The fourth lesson, particularly strong in the Kerala
Shakteya understanding, is the importance of the body and the earth. Varahi's
boar nature, her connection to the earth principle, teaches that spiritual life
is not a flight from the material. True courage is grounded. True strength is
rooted. The divine war is won not by escaping the world but by transforming it
from within.
In the words of the Devi Gita, embedded in the Devi
Bhagavata Purana, the Goddess declares that she is both the supreme
consciousness and the very earth upon which warriors stand. Her power does not
hover above life — it upholds it from below.

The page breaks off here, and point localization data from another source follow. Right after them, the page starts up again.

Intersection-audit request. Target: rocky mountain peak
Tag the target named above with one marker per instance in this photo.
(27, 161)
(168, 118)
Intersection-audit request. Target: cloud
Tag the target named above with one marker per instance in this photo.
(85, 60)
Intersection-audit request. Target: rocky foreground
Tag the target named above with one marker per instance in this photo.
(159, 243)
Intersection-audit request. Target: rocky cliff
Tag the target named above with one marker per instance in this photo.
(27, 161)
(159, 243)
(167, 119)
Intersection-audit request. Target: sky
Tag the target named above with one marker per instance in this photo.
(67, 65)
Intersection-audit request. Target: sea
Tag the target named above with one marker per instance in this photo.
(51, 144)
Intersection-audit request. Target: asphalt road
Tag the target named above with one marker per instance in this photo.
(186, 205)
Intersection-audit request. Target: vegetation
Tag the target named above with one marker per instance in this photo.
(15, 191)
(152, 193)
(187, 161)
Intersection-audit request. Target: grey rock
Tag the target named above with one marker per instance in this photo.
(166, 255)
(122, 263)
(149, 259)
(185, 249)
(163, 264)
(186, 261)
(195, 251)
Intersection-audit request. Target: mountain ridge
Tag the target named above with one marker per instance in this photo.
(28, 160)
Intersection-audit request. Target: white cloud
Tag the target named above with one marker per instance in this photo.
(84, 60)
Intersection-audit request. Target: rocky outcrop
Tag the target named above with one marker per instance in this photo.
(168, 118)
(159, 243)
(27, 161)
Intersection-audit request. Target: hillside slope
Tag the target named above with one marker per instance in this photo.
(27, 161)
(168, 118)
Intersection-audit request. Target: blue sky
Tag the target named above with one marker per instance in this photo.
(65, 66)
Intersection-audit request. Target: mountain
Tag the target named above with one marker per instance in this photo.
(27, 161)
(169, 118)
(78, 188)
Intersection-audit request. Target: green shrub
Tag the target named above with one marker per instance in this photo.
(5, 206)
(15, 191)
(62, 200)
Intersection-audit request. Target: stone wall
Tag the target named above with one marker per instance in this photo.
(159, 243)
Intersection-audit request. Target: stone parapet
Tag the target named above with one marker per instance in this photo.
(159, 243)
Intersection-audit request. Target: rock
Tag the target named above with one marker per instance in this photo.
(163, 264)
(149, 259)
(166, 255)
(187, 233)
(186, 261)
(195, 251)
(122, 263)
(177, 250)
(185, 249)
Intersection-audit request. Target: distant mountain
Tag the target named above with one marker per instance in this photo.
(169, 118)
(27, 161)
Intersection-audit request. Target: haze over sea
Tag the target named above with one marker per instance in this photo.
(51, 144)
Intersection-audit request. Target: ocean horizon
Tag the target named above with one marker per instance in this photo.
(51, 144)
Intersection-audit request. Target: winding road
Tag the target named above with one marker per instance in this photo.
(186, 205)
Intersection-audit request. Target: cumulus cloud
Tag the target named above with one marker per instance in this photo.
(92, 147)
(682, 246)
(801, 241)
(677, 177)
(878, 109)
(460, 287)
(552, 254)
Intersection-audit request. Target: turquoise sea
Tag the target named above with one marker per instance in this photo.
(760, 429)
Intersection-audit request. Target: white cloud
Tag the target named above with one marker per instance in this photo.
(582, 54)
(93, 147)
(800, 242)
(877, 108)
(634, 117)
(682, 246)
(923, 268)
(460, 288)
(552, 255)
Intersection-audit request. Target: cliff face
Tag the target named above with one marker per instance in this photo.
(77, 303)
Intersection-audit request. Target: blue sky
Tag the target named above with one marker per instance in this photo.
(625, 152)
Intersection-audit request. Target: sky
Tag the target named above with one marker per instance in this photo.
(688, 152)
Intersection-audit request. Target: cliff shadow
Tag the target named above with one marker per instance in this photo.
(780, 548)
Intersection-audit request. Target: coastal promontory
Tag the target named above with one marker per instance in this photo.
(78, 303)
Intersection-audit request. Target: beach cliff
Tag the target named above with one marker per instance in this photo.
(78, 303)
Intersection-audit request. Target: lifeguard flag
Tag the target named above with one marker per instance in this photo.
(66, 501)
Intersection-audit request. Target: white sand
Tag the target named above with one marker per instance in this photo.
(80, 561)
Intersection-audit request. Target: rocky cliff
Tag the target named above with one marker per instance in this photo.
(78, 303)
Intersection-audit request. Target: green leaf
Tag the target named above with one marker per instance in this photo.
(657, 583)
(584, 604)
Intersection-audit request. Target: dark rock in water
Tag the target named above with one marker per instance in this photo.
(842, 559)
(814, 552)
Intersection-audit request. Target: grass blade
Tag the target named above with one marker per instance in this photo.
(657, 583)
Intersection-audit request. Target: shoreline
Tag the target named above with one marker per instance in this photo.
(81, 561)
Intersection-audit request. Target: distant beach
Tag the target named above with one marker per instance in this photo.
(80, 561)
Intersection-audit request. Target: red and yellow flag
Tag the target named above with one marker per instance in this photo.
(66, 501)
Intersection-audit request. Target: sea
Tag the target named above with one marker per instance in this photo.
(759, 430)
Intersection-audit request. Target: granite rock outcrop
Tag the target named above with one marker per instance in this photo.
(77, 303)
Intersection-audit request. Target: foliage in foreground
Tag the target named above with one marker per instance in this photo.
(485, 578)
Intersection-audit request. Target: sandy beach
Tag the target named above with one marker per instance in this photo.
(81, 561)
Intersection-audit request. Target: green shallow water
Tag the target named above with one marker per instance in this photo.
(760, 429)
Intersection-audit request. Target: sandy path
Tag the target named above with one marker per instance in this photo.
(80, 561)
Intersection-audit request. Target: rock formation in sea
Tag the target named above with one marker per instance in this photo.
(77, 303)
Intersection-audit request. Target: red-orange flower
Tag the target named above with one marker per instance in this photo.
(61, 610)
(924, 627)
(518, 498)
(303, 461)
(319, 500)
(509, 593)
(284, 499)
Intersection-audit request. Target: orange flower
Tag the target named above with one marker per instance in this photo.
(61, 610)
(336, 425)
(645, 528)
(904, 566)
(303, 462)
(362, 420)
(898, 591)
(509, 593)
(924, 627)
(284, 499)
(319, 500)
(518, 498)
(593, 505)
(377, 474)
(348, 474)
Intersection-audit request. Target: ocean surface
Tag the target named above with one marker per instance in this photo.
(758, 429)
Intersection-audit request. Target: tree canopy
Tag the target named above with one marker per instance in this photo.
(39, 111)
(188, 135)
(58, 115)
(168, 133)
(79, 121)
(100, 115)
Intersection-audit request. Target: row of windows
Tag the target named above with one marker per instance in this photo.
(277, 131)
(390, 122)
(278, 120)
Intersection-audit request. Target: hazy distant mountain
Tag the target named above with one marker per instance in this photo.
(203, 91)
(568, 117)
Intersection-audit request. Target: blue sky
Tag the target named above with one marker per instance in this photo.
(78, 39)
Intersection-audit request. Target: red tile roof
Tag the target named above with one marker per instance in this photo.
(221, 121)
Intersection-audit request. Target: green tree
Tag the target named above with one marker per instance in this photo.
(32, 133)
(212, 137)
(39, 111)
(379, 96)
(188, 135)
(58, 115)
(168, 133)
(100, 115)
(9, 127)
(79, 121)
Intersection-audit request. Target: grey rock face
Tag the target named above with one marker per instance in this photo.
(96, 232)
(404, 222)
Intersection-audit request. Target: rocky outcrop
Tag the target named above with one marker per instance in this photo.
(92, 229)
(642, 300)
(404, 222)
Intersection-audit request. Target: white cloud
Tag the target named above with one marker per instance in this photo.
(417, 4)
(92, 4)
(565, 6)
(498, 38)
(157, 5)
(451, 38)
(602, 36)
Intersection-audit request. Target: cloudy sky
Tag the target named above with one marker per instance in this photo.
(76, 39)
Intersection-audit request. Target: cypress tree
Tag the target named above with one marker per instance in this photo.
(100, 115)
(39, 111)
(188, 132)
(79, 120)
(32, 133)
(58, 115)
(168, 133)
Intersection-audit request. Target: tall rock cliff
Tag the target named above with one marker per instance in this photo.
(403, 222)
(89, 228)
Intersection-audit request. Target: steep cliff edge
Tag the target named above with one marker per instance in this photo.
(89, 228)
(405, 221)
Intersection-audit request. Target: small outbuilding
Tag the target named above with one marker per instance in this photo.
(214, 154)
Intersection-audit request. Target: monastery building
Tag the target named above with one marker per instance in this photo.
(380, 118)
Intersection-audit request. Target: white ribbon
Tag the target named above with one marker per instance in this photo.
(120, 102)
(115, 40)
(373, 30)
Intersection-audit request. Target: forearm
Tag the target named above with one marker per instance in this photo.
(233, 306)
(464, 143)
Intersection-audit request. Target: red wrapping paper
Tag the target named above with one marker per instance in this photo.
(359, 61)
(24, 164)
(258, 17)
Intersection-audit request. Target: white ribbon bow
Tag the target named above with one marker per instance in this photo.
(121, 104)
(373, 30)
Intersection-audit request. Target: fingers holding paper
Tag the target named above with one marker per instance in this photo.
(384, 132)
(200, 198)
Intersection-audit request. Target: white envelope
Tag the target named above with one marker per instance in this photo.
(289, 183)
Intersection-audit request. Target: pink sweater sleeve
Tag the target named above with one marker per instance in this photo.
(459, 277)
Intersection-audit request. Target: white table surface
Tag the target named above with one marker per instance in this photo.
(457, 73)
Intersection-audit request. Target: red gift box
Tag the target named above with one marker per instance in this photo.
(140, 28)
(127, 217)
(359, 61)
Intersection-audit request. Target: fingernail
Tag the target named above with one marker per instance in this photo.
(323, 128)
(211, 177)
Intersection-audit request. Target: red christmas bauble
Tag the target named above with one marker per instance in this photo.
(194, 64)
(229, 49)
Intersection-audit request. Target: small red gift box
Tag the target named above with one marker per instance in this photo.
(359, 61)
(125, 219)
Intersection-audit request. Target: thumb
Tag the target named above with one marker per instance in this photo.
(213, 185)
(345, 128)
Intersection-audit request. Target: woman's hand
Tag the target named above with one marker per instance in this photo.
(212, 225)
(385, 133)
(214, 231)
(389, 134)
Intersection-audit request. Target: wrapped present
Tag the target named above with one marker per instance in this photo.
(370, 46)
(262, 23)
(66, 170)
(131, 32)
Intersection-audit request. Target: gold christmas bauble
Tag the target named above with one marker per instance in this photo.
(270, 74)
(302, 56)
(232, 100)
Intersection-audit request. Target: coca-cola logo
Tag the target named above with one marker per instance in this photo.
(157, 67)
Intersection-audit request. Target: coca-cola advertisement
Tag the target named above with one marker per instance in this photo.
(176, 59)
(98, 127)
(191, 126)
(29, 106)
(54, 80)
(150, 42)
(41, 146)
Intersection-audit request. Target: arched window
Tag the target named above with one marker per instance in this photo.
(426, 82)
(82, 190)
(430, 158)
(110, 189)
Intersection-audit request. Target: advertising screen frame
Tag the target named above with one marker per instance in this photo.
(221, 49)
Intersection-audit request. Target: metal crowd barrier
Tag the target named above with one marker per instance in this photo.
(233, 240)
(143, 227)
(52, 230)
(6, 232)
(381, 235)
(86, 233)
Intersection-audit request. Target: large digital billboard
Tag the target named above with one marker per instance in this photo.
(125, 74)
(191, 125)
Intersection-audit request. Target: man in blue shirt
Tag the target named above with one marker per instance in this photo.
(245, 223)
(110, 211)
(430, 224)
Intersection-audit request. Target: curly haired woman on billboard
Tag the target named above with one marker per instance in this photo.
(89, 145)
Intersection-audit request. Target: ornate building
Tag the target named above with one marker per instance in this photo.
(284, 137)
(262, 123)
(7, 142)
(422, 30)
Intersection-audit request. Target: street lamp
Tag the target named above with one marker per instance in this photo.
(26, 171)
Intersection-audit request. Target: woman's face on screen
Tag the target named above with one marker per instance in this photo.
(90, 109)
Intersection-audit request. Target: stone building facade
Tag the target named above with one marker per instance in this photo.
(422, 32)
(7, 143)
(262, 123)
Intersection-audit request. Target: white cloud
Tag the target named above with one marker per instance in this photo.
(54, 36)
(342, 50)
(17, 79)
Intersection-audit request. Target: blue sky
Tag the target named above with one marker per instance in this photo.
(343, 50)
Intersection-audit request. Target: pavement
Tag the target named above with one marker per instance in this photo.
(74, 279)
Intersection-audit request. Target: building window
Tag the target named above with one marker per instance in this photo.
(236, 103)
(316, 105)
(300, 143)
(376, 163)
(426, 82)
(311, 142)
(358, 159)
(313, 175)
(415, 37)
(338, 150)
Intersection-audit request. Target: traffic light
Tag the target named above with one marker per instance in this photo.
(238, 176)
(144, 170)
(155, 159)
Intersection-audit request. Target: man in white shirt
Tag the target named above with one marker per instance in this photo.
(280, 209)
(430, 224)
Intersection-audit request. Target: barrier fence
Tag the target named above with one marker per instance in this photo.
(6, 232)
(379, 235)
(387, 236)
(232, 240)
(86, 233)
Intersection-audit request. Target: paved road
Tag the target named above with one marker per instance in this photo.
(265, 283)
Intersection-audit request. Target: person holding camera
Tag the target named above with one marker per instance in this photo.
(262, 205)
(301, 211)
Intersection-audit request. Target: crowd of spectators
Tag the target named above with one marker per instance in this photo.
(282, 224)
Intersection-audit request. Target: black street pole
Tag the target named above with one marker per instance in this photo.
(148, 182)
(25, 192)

A Name That Carries Eternity
Every one of the thousand names in the Lalita Sahasranama is
a universe. The name Vishangana Pranaharana Varahi Veerya Nandita is no
exception. Compressed within it is a complete narrative — a war, a victory, a
divine celebration, and an eternal philosophical teaching.
Goddess Varahi slew Vishangan, and in doing so she slew
every demon of despair, every spell of stagnation, every illusion of defeat.
Goddess Lalita rejoiced, because in that moment, courage proved once again that
it is the nature of the divine, and that the divine never fails.
For those who walk the Srividya path, for those initiated
into the worship of the Saptamatrikas in Kerala's ancient temples, and for
every human being who has ever faced the inner demon of discouragement — this
story is not history alone. It is instruction. It is assurance. It is a living
promise from the Divine Mother herself.
When you rise against what weakens you, the Goddess rejoices.